Many thanks to all who contribute to our Interactive Web site by submitting interviews, advice, and resources.

Many thanks to Web Designers, Jack Ryniec (Notch Web Design), Tammy Sink (Cyberfair 2001 Winner) and Keith Willey for mentoring us on the design elements of this project and to Deegan Stubbs for his good proofreading eye.

Many thanks to Kathy Johnson, Director of Equity Initiatives for Vermont Institute for Science Math and Technology (VISMT) for supporting this project and other statewide equity initiatives and to our project advisor, Lucie deLaBruere, VISMT Technology and Equity specialist for directing the Internet Technology Equity Project.

Many thanks to our community sponsors for supporting our site and our students.

Many thanks to the community of students for their hard work on this project.

5) Discoveries, Lessons and Surprises (Optional)

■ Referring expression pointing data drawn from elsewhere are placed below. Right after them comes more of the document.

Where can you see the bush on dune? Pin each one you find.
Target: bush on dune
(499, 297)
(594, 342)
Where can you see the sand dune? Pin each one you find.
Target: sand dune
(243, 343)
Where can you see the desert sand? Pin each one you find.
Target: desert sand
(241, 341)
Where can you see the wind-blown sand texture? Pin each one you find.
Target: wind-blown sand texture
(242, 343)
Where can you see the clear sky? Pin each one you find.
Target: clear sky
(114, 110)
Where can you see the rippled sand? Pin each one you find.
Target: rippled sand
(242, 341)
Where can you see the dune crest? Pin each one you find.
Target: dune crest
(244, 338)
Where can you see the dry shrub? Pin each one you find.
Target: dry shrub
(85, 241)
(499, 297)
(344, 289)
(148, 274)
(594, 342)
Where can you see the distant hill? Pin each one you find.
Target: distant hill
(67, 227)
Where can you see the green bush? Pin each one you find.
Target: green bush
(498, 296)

The project was filled with discoveries, lessons, and even a few surprises along the way. We discovered that even though we have come a long way towards increasing gender equity in our society, that there is still a long way to go. We discovered that the online communication tools help people feel more comfortable and open when discussing sensitive issues such as equity. The screen names make it hard to know if you are talking to male or female participants. This helps it feel less like a GIRLS vs BOYS discussion. It helped focus on the topic instead. We discovered that this is not a “GIRL’S ISSUE” and that boys and girls can UNITE towards improving gender equity in our communities. When we first started our project we were focusing on the lack of girls in computer technology class. The boys didn’t see their role in this type of discussion. Broadening our discussion has allowed us to join forces and understand each other better in creating CARING environments that encourage equity.

We found that there seems to be more non-traditional activities and careers for women than for men. However we discovered that it is less acceptable for a man to pursue a nontraditional gender equity than it is for a woman to do so. We discovered that conversations about equity CAN make a difference. They create an Equity Lens for participants to view the world through. Most people want to remedy inequalities if they exist, our project helped point out these inequities.